Even if she'd never been abused. Even if there was never that trauma. She could have slept with whomever she so desired in her past. Like he did. Like he did
Look, I get it. This is the flip side of the Changeling possessiveness. He always knew she was his
. But she didn't, and she was hurt - hurt beyond measure. For him to judge her....it enrages me.
In the end, Clay and Talin work through everything in their past and present to become a strong united couple. I feel confident in them, and their future. And while I don't love everything they did to each other, how much they hurt each other, I finally have a new appreciation for the choices each of them made, and can look at them without the level of irritation I carried before.
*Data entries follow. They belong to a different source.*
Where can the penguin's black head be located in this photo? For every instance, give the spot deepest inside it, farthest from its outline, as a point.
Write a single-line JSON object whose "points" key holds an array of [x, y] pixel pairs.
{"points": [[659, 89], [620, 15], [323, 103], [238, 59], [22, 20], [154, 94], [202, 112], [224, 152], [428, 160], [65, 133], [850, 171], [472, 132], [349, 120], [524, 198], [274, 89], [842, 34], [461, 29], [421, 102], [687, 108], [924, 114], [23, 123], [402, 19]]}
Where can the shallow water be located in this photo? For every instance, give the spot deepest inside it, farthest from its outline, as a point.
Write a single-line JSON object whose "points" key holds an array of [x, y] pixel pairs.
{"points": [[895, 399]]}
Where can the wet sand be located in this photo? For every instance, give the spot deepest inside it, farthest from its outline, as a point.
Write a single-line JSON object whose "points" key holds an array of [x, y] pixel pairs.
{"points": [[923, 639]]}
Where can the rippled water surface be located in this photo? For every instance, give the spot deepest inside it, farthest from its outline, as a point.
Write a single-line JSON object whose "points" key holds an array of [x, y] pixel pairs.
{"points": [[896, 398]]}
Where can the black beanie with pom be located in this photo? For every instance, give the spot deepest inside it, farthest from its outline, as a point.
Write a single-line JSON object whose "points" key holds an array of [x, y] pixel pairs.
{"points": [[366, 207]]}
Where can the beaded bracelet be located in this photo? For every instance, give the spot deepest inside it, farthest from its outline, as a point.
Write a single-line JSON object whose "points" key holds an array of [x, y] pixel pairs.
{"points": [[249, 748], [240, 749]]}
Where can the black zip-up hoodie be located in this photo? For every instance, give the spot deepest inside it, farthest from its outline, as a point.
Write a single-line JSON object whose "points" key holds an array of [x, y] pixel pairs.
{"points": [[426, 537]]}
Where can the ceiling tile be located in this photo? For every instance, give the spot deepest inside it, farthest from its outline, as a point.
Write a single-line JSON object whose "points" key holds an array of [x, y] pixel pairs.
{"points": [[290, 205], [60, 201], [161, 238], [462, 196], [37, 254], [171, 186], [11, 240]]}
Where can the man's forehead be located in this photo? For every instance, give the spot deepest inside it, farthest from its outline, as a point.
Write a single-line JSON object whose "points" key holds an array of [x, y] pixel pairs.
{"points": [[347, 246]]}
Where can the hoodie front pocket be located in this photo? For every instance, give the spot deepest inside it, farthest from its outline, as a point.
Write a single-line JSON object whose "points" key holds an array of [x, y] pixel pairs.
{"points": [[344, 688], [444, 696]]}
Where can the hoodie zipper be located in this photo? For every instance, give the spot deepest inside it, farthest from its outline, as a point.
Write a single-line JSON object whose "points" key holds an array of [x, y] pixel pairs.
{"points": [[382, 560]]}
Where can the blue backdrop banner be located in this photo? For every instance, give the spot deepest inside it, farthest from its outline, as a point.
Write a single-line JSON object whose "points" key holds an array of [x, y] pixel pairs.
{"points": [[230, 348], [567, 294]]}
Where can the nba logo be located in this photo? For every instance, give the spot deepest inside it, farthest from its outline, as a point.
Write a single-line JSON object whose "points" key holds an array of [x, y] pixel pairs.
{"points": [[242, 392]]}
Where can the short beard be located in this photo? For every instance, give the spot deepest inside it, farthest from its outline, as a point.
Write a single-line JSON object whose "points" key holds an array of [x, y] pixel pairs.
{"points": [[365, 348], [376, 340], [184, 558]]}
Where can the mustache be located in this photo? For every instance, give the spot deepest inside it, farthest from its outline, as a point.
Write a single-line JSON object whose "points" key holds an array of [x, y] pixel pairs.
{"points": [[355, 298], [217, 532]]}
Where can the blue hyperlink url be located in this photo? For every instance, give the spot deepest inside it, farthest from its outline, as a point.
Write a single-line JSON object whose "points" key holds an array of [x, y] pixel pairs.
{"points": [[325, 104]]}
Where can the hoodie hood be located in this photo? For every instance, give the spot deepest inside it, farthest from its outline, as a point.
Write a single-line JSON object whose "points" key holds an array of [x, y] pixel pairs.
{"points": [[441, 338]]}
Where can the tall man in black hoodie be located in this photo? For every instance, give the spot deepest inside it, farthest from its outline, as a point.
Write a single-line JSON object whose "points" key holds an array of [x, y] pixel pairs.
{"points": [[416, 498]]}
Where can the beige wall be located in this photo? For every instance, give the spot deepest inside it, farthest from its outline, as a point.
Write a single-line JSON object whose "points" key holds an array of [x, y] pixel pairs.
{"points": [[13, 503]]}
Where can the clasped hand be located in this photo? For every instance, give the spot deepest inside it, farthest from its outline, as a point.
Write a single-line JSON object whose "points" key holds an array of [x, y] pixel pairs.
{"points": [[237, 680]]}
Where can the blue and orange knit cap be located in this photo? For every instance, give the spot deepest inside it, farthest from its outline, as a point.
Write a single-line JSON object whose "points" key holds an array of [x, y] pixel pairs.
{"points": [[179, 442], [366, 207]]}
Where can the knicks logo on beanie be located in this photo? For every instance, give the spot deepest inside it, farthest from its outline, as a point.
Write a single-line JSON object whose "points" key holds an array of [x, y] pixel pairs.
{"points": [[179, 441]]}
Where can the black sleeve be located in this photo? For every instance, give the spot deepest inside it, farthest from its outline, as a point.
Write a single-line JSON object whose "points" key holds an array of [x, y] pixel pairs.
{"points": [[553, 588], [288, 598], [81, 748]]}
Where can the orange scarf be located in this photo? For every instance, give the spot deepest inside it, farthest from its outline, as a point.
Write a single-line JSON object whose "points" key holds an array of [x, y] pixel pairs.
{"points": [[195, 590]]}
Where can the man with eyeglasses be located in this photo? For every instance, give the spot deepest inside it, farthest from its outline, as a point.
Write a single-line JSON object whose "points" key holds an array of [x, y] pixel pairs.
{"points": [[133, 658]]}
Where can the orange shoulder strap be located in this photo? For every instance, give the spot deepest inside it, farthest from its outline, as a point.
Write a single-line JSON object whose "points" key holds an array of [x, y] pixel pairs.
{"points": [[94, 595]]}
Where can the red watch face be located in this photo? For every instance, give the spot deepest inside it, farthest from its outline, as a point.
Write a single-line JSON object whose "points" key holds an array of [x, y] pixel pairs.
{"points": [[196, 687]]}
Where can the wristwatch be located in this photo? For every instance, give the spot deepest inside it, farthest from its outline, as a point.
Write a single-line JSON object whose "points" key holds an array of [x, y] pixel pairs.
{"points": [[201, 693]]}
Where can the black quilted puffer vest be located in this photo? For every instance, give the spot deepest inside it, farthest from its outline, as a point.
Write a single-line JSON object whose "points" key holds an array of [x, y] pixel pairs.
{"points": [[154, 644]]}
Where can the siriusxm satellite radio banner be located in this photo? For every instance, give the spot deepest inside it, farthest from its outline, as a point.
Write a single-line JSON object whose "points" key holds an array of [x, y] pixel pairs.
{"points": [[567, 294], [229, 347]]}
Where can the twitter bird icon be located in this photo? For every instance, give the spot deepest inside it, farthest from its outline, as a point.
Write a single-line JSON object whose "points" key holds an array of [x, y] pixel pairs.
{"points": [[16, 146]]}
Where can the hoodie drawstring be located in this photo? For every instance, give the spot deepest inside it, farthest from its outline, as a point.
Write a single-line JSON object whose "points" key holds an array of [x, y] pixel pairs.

Review also posted at The Book EatersOriginal Thoughts
Talin irritates the hell out of me. If she hadn't spent the majority of the book afraid
of Clay, I probably wouldn't have such an issue with her. But, as a friend of mine said, she comes off as a snot.
Thanks Anna for sharing this with me, it's perfect for Talin ;)
Their history with each other is fantastic, and full of depth. It really shows how Clay became the person he is. And I loved seeing more about this intensely shut off character.
To be fair, their history shows why Talin became the person she did as well. I could understand her issues with Clay for a good part of the book, but it just went a little too far for me. That's personal and may be different for other people that read.
The reason that Talin seeks Clay out - the "mystery" of the book, was really interesting, too. It moves things along in the overall storyline very nicely.
Overall, I enjoy this book, but it's mostly for Clay and the world implications. Talin just pisses me off.